真実がなかなか伝わらない時代

雑感

10時から橋本市の御幸辻交差点で消費税5%ネットと9条連絡会の合同街頭宣伝が行われたので参加した。ぼくは戦争は国民を騙すところから始まるということを、第2次世界大戦の時の状況を語り、今も同じことが始まっていることを訴えた。情報化時代の中でフェイクニュースが跋扈し、新聞とテレビが権力者と仲良しになって、事実が真っ直ぐ伝わらないようになった。

LGBTQの法案が可決成立したが、差別と偏見の中で苦しんで生きている人々の権利を守るのではなく、多数者の安心を守るような法案になったので、LGBTQの当事者と支援者が国会前に集まって反対集会を重ねて開くようになった。

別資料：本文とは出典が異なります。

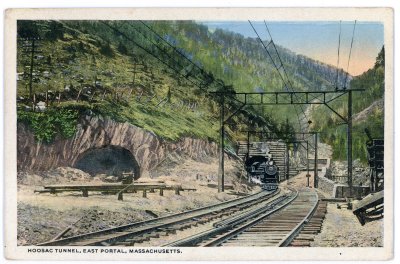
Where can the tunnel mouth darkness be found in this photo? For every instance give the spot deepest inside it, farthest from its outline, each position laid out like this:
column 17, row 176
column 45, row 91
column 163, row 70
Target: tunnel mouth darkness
column 110, row 160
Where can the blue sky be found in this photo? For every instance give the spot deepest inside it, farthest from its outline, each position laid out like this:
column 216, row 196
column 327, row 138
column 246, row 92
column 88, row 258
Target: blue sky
column 318, row 40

こういう真逆の法案になっていることさえ国民にどれだけ伝わったのか心許ない。多数者の安心に応える法案になった理由の一つが、体が男性で心が女性の人が、女子トイレや公衆浴場に入ってくるという現実には事例がないことが、まことしやかに流され、それに配慮するかのようなこととなった。実際は、LGBTQの方々が、外出したときにかなりトイレに行くことを負担に思い、誰でも利用できる多目的トイレばかりを探して、苦労しているということなのに。

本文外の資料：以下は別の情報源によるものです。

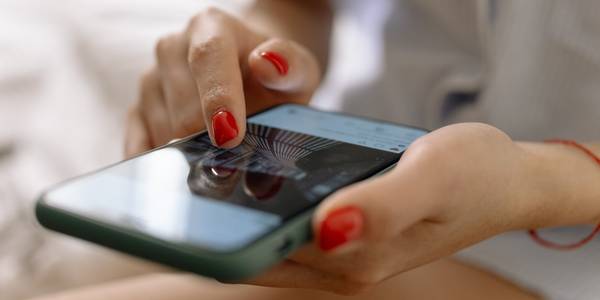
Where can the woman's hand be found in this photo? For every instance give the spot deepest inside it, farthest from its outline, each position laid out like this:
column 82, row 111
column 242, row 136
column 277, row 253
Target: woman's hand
column 452, row 188
column 211, row 76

情報が歪められ、その歪んだ情報が国会審議にも影響を与える。ここまではまだ事実がどこにあるかという議論の範囲なのかもしれない。しかし成立した法案が、LGBTQの人々の権利を守らないものになり、当事者が廃案を求める事態が国民に伝わらないというのは、あまりににもおかしい。

ぼくたちはこういう時代に生きている。チャットGPTの精度が上がってくると、人間はフェイクが見抜けなくなる。これだけネット上にフェイクニュースが蔓延し始めると、チャットGPTがこのフェイクニュースを反映して、誤った情報で文章を組み立てるようになるという懸念がある。今でさえインターネットが真実を伝えなくなっているのに。
どこに事実があるのかということと、陰謀論には親和性がある。一歩間違うと「ここに真実がある」ということに「陰謀論」忍び寄る。第2次世界大戦について学んだことが実は嘘だったといって、ネット右翼になった人もいる。「侵略戦争ではなく日本の戦争はアジアを解放する戦いだった。目から鱗が落ちた」というものだ。本当は目から鱗が落ちたのではなく、「目に新たな鱗がくっついた」ということなのに。陰謀論を見抜いて真実を判定する必要がある。

日本は韓国に牛耳られているとか、フリーメイソンが全世界を支配しているとかいう話を真面目に語る人がいる。陰謀論には面白いところがあるが、いつも自分の信じていることに対しても問いを立て検証する姿勢を崩してはならない。「全ては疑いうる」「検証が必要」というところに科学がある。「自己の確信を疑え」というのは、懐疑的になったり、不可知論といって何が真実かは分からないというのではなく、確かであることを検証することが求められるということだ。帰納と演繹を知ることはどうしても必要だ。